Empirical process
A stochastic process constructed from a sample and the corresponding probability measure. Let $ X _ {1} \dots X _ {n} , \dots $
be a sequence of independent random elements with common law $ P $,
taking values in a measurable space $ ( S, {\mathcal S} ) $.
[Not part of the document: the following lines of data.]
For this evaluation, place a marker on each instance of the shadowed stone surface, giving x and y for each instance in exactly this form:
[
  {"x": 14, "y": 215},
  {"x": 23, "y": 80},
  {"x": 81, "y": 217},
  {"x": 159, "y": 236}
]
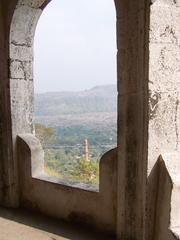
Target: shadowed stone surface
[{"x": 23, "y": 225}]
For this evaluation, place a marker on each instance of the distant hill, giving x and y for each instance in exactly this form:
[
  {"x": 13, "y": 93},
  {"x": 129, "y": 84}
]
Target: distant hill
[
  {"x": 74, "y": 115},
  {"x": 97, "y": 105},
  {"x": 97, "y": 99}
]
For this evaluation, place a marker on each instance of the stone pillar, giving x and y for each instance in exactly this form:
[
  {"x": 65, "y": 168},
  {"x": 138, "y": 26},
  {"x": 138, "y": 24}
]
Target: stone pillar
[
  {"x": 164, "y": 79},
  {"x": 164, "y": 95},
  {"x": 132, "y": 68}
]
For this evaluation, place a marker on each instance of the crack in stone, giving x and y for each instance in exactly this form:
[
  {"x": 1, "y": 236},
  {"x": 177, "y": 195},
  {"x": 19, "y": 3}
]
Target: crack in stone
[
  {"x": 21, "y": 44},
  {"x": 176, "y": 124}
]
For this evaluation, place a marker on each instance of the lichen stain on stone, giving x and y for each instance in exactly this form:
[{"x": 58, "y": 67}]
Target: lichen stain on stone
[{"x": 153, "y": 104}]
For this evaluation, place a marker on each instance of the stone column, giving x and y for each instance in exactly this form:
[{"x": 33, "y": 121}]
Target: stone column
[
  {"x": 164, "y": 95},
  {"x": 132, "y": 64}
]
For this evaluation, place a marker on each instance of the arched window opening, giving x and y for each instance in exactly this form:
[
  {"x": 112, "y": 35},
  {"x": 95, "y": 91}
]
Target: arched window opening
[{"x": 75, "y": 87}]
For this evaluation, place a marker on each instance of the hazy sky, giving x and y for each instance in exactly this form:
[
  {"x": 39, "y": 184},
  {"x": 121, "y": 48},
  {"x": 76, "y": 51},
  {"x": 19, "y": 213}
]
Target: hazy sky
[{"x": 75, "y": 45}]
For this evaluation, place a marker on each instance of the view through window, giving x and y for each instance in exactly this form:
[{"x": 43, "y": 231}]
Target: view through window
[{"x": 75, "y": 86}]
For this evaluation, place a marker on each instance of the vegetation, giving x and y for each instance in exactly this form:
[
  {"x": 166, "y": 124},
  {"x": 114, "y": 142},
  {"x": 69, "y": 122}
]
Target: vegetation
[{"x": 90, "y": 114}]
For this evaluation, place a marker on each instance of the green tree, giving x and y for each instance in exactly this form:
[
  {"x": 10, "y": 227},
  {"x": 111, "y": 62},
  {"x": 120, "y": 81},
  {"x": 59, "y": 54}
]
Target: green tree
[{"x": 44, "y": 133}]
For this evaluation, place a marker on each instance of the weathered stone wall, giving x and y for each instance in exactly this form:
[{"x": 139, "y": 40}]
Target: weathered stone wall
[
  {"x": 132, "y": 69},
  {"x": 6, "y": 162},
  {"x": 164, "y": 98},
  {"x": 164, "y": 79}
]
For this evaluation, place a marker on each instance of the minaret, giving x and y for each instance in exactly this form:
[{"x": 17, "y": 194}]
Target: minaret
[{"x": 86, "y": 150}]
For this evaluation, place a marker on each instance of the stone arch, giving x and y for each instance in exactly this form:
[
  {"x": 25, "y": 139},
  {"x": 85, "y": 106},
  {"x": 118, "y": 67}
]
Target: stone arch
[{"x": 22, "y": 30}]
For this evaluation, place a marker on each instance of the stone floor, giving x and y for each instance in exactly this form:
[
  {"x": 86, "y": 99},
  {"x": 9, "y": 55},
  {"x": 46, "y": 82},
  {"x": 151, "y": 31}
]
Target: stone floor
[{"x": 21, "y": 224}]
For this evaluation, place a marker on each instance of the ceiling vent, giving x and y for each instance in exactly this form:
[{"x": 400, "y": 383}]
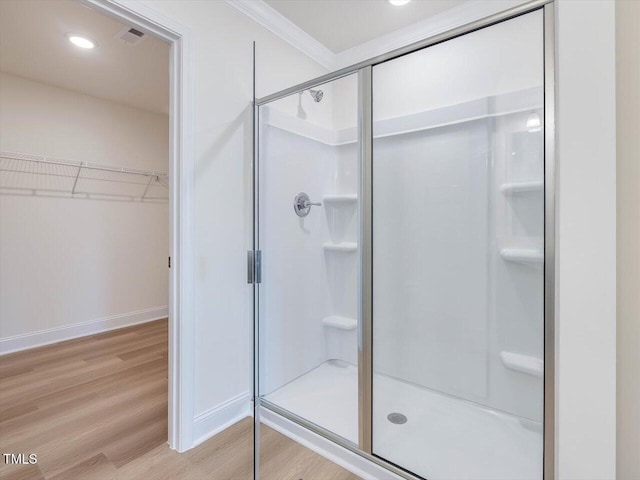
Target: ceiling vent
[{"x": 131, "y": 36}]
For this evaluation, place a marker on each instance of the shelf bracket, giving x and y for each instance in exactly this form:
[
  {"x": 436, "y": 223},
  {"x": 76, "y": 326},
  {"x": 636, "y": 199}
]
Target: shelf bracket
[
  {"x": 148, "y": 185},
  {"x": 73, "y": 190}
]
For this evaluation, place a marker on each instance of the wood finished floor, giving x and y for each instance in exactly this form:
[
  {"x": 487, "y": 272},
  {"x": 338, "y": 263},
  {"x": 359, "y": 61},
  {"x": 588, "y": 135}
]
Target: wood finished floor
[{"x": 95, "y": 408}]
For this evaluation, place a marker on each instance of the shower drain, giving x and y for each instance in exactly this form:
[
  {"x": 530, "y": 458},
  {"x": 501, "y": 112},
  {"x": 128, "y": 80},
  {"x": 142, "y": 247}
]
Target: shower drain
[{"x": 397, "y": 418}]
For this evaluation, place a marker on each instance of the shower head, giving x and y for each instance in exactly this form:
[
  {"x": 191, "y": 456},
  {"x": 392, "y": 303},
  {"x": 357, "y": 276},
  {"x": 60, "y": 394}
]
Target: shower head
[{"x": 316, "y": 94}]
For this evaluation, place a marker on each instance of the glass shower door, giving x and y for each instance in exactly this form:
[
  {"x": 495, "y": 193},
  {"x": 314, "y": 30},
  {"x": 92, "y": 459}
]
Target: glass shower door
[
  {"x": 308, "y": 226},
  {"x": 458, "y": 250}
]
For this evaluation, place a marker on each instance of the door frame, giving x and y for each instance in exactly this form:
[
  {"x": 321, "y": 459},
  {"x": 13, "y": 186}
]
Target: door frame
[
  {"x": 363, "y": 70},
  {"x": 181, "y": 199}
]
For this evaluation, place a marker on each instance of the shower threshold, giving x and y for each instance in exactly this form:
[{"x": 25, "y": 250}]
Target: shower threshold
[{"x": 443, "y": 437}]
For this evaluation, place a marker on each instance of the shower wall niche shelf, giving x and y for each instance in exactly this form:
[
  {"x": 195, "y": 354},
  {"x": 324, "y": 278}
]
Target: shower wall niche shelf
[
  {"x": 521, "y": 187},
  {"x": 36, "y": 174},
  {"x": 341, "y": 323},
  {"x": 522, "y": 255},
  {"x": 523, "y": 363},
  {"x": 340, "y": 199},
  {"x": 340, "y": 247}
]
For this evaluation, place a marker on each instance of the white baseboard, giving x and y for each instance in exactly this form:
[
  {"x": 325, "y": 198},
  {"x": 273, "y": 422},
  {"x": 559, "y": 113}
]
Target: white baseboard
[
  {"x": 90, "y": 327},
  {"x": 348, "y": 460},
  {"x": 221, "y": 417}
]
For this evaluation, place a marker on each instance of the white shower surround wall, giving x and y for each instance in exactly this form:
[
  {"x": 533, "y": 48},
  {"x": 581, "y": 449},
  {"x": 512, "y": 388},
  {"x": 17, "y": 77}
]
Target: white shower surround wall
[{"x": 496, "y": 379}]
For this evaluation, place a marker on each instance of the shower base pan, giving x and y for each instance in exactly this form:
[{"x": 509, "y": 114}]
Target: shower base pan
[{"x": 442, "y": 438}]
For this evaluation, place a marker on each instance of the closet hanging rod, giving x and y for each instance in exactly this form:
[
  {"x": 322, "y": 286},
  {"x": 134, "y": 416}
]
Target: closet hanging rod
[{"x": 72, "y": 163}]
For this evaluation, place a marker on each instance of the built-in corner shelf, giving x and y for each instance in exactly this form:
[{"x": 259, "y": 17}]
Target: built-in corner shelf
[
  {"x": 522, "y": 255},
  {"x": 521, "y": 187},
  {"x": 523, "y": 363},
  {"x": 346, "y": 198},
  {"x": 346, "y": 247},
  {"x": 341, "y": 323}
]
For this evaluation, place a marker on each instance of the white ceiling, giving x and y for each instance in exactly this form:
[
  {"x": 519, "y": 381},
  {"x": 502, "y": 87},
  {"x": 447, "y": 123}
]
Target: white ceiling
[
  {"x": 343, "y": 24},
  {"x": 33, "y": 45}
]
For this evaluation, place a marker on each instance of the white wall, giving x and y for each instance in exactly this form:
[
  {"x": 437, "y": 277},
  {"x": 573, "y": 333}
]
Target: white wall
[
  {"x": 223, "y": 87},
  {"x": 70, "y": 260},
  {"x": 628, "y": 124},
  {"x": 586, "y": 241}
]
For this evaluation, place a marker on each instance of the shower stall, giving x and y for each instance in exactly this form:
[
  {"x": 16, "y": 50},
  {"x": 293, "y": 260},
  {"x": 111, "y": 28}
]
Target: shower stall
[{"x": 403, "y": 263}]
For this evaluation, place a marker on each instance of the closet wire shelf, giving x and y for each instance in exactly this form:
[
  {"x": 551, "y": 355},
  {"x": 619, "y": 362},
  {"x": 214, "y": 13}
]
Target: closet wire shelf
[{"x": 38, "y": 175}]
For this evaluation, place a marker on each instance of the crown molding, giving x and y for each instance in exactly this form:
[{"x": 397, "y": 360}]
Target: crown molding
[{"x": 279, "y": 25}]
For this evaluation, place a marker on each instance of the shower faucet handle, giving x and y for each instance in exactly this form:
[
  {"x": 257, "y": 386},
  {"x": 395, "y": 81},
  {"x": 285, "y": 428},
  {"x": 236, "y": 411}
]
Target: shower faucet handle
[{"x": 302, "y": 204}]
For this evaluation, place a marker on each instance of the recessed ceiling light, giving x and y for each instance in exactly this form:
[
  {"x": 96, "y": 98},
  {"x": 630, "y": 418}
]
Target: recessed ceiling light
[{"x": 80, "y": 41}]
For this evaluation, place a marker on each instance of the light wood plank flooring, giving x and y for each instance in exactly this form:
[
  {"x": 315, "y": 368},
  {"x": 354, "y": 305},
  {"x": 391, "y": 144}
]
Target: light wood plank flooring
[{"x": 96, "y": 408}]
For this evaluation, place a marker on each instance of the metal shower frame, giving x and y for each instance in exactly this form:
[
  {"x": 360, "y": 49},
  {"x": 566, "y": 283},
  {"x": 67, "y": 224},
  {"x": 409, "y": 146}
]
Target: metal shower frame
[{"x": 365, "y": 138}]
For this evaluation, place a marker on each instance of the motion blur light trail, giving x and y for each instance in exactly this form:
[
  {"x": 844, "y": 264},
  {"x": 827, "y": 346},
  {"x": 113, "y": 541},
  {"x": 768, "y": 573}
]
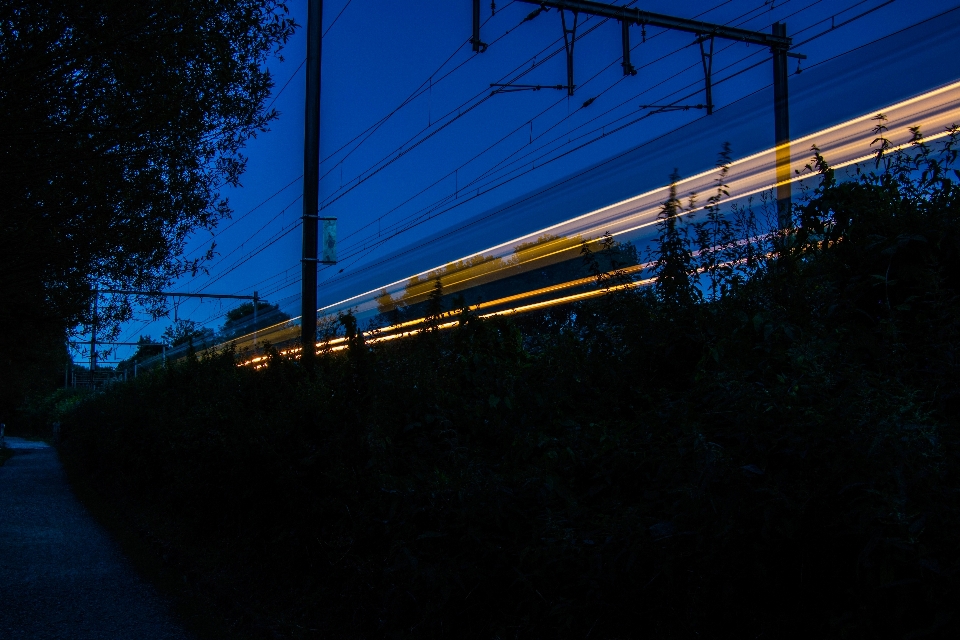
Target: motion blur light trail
[{"x": 536, "y": 268}]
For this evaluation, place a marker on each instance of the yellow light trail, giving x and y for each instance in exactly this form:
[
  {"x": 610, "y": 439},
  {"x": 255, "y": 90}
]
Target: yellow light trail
[{"x": 844, "y": 144}]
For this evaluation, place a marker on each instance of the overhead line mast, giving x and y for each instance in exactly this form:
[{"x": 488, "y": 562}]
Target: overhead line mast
[
  {"x": 778, "y": 41},
  {"x": 311, "y": 185}
]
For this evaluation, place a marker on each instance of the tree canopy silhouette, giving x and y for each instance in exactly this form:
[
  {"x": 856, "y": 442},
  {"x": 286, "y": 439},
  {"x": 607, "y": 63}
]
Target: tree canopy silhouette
[{"x": 120, "y": 122}]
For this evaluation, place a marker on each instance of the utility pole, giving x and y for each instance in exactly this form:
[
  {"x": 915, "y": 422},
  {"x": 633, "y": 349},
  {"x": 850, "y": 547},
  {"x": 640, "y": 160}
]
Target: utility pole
[
  {"x": 705, "y": 33},
  {"x": 781, "y": 117},
  {"x": 311, "y": 185}
]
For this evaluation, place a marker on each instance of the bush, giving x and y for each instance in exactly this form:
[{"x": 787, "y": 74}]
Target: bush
[{"x": 775, "y": 457}]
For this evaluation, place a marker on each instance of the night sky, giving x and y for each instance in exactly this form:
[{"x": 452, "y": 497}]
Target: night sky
[{"x": 378, "y": 53}]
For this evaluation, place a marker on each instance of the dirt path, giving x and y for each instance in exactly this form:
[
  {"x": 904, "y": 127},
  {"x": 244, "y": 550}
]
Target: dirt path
[{"x": 61, "y": 576}]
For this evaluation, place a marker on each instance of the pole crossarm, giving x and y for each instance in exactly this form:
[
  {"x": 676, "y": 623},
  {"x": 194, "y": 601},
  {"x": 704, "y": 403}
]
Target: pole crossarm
[
  {"x": 640, "y": 17},
  {"x": 174, "y": 294}
]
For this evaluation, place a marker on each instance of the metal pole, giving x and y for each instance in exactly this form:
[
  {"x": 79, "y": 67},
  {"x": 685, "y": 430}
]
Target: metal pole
[
  {"x": 475, "y": 40},
  {"x": 311, "y": 184},
  {"x": 256, "y": 303},
  {"x": 781, "y": 117}
]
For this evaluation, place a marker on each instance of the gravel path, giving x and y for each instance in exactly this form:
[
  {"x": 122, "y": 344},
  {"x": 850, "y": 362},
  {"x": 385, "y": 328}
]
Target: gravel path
[{"x": 61, "y": 576}]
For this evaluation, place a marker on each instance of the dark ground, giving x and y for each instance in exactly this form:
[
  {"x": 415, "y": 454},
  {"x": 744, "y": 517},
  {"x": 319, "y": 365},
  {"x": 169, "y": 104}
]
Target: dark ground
[{"x": 61, "y": 576}]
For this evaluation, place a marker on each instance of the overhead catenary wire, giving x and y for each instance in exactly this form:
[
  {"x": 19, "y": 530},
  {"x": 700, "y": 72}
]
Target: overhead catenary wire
[{"x": 722, "y": 80}]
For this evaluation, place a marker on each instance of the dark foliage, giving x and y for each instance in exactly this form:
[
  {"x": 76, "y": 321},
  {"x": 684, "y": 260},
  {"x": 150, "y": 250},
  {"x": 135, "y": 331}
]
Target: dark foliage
[
  {"x": 778, "y": 459},
  {"x": 119, "y": 124}
]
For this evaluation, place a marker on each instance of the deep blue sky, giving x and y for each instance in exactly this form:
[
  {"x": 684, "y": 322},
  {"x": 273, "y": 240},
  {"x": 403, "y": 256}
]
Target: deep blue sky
[{"x": 379, "y": 52}]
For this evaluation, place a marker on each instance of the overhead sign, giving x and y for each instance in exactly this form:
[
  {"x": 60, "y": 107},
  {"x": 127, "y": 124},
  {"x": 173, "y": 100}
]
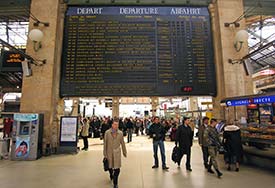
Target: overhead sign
[
  {"x": 137, "y": 51},
  {"x": 247, "y": 101}
]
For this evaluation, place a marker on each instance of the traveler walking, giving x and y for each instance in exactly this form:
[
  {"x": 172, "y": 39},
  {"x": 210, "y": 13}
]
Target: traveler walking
[
  {"x": 157, "y": 132},
  {"x": 213, "y": 143},
  {"x": 184, "y": 137},
  {"x": 202, "y": 141},
  {"x": 113, "y": 139},
  {"x": 233, "y": 146}
]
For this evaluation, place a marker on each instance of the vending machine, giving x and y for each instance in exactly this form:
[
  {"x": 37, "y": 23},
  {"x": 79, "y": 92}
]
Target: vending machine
[{"x": 27, "y": 136}]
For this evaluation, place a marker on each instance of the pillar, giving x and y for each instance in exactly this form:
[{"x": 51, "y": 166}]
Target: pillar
[
  {"x": 115, "y": 107},
  {"x": 231, "y": 78},
  {"x": 40, "y": 92},
  {"x": 154, "y": 103}
]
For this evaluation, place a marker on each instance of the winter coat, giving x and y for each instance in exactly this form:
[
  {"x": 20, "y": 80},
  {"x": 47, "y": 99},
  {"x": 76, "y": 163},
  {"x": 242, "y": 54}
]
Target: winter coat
[
  {"x": 112, "y": 149},
  {"x": 85, "y": 129},
  {"x": 211, "y": 137},
  {"x": 184, "y": 136},
  {"x": 157, "y": 132},
  {"x": 202, "y": 141}
]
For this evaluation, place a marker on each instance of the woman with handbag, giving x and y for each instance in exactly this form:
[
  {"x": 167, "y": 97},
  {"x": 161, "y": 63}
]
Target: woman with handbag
[
  {"x": 233, "y": 146},
  {"x": 113, "y": 139}
]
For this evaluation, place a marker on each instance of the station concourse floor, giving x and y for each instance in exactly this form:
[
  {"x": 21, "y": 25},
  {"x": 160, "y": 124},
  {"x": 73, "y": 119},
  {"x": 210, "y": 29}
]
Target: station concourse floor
[{"x": 85, "y": 170}]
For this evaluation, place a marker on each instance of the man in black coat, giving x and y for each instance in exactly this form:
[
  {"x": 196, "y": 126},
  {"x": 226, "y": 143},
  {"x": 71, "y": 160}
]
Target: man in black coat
[
  {"x": 157, "y": 132},
  {"x": 184, "y": 136}
]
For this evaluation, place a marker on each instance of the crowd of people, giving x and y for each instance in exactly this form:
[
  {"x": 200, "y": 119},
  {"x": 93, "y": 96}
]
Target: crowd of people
[{"x": 112, "y": 131}]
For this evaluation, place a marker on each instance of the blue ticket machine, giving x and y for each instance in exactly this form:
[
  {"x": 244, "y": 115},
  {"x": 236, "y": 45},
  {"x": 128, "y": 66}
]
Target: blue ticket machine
[{"x": 27, "y": 136}]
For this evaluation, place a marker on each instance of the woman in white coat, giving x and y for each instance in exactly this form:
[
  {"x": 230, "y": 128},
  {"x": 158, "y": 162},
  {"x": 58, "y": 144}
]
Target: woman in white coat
[{"x": 113, "y": 139}]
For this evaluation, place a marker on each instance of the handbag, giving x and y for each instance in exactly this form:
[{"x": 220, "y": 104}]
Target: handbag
[
  {"x": 222, "y": 150},
  {"x": 175, "y": 154},
  {"x": 105, "y": 164}
]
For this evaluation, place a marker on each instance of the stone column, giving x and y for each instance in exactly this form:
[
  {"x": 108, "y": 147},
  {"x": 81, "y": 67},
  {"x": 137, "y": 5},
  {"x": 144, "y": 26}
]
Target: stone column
[
  {"x": 154, "y": 103},
  {"x": 115, "y": 107},
  {"x": 40, "y": 92},
  {"x": 231, "y": 78}
]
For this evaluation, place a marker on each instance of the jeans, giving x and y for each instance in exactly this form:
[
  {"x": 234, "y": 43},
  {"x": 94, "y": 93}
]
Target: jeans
[
  {"x": 130, "y": 132},
  {"x": 205, "y": 154},
  {"x": 188, "y": 158},
  {"x": 159, "y": 143}
]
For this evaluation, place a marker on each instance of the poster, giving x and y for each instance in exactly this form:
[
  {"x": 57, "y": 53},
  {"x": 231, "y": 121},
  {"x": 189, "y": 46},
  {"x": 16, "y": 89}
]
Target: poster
[
  {"x": 22, "y": 149},
  {"x": 68, "y": 129}
]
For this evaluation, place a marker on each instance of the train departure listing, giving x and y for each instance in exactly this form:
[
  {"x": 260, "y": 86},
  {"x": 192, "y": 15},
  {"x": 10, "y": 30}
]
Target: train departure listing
[{"x": 137, "y": 51}]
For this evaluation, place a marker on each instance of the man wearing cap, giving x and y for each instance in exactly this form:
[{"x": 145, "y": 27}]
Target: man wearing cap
[
  {"x": 157, "y": 132},
  {"x": 184, "y": 136},
  {"x": 202, "y": 141}
]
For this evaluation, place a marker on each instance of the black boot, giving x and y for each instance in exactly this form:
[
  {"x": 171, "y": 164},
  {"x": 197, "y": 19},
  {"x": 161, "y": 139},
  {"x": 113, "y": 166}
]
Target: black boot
[
  {"x": 219, "y": 174},
  {"x": 116, "y": 174},
  {"x": 210, "y": 170},
  {"x": 111, "y": 172}
]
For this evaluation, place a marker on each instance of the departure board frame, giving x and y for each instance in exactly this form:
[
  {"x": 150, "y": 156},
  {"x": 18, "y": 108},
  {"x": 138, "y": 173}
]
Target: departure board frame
[{"x": 137, "y": 51}]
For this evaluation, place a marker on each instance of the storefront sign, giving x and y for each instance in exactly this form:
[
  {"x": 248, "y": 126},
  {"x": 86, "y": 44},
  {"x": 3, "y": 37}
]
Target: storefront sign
[{"x": 247, "y": 101}]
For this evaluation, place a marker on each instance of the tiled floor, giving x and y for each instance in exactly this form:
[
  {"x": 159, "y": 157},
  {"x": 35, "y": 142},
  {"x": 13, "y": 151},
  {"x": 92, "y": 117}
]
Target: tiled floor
[{"x": 85, "y": 170}]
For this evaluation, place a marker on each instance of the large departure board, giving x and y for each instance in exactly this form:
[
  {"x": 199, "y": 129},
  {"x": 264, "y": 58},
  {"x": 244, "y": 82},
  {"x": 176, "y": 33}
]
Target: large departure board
[{"x": 137, "y": 51}]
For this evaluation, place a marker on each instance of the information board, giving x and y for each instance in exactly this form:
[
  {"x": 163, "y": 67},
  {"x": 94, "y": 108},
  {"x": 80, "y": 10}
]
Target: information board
[
  {"x": 137, "y": 51},
  {"x": 68, "y": 132}
]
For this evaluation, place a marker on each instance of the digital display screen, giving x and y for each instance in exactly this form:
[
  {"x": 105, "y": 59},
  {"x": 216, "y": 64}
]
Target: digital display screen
[{"x": 137, "y": 51}]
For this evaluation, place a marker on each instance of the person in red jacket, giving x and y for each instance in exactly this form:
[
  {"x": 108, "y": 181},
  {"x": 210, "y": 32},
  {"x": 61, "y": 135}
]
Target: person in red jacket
[{"x": 7, "y": 127}]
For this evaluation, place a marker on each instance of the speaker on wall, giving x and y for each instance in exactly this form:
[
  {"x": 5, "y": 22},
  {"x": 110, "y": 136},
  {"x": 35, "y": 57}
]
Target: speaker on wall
[
  {"x": 248, "y": 67},
  {"x": 26, "y": 68}
]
The empirical measure $ P _ {n} $
of the first $ n $
$ X _ {i} $
s is the discrete random measure that places mass $ {1 / n } $
on each such $ X _ {i} $:
$$ P _ {n} ( C ) = { \frac{1}{n} } \# \left \{ {1 \leq i \leq n } : {X _ {i} \in C } \right \} , \quad C \in {\mathcal S}. $$
Obviously, $ n P _ {n} ( C ) $ is binomially distributed with parameters $ n $ and $ P ( C ) $( cf. Binomial distribution). Hence $ {\mathsf E} P _ {n} ( C ) = P ( C ) $, $ {\mathsf P} ( {\lim\limits } _ {n \rightarrow \infty } P _ {n} ( C ) = P ( C ) ) = 1 $, and $ \sqrt n ( P _ {n} ( C ) - P ( C ) ) $ converges in distribution, as $ n \rightarrow \infty $, to a centred normal random variable with variance $ P ( C ) ( 1 - P ( C ) ) $( cf. Convergence in distribution). Therefore it is natural to define an empirical process indexed by sets by
$$ \tag{a1 } \alpha _ {n} ( C ) = \sqrt n ( P _ {n} ( C ) - P ( C ) ) , \quad C \in {\mathcal C}, $$
where $ {\mathcal C} \subset {\mathcal S} $. If $ ( S, {\mathcal S} ) = ( \mathbf R, {\mathcal B} ) $ and $ {\mathcal C} = \{ {( - \infty,x ] } : {x \in \mathbf R } \} $, one writes $ F _ {n} ( x ) = P _ {n} ( ( - \infty,x ] ) $ for the empirical distribution function, and the empirical process specializes to the classical empirical process
$$ \tag{a2 } \alpha _ {n} ( x ) = \sqrt n ( F _ {n} ( x ) - F ( x ) ) , \quad x \in \mathbf R, $$
where $ F ( x ) = {\mathsf P} ( X _ {i} \leq x ) $, $ x \in \mathbf R $, is the distribution function of the elements $ X _ {i} $. Replacing sets by their indicator functions leads, more generally, to the definition of an empirical process indexed by functions:
$$ \tag{a3 } \alpha _ {n} ( f ) = \sqrt n ( P _ {n} ( f ) - P ( f ) ) , \quad f \in {\mathcal F}, $$
where
$$ P _ {n} ( f ) = \int\limits _ { S } f {d P _ {n} } = { \frac{1}{n} } \sum _ {i = 1 } ^ { n } f ( X _ {i} ) , $$
$$ P ( f ) = \int\limits _ { S } f {d P } = {\mathsf E} f ( X _ {i} ) , $$
and $ {\mathcal F} $ is a suitable class of measurable functions from $ S $ to $ \mathbf R $.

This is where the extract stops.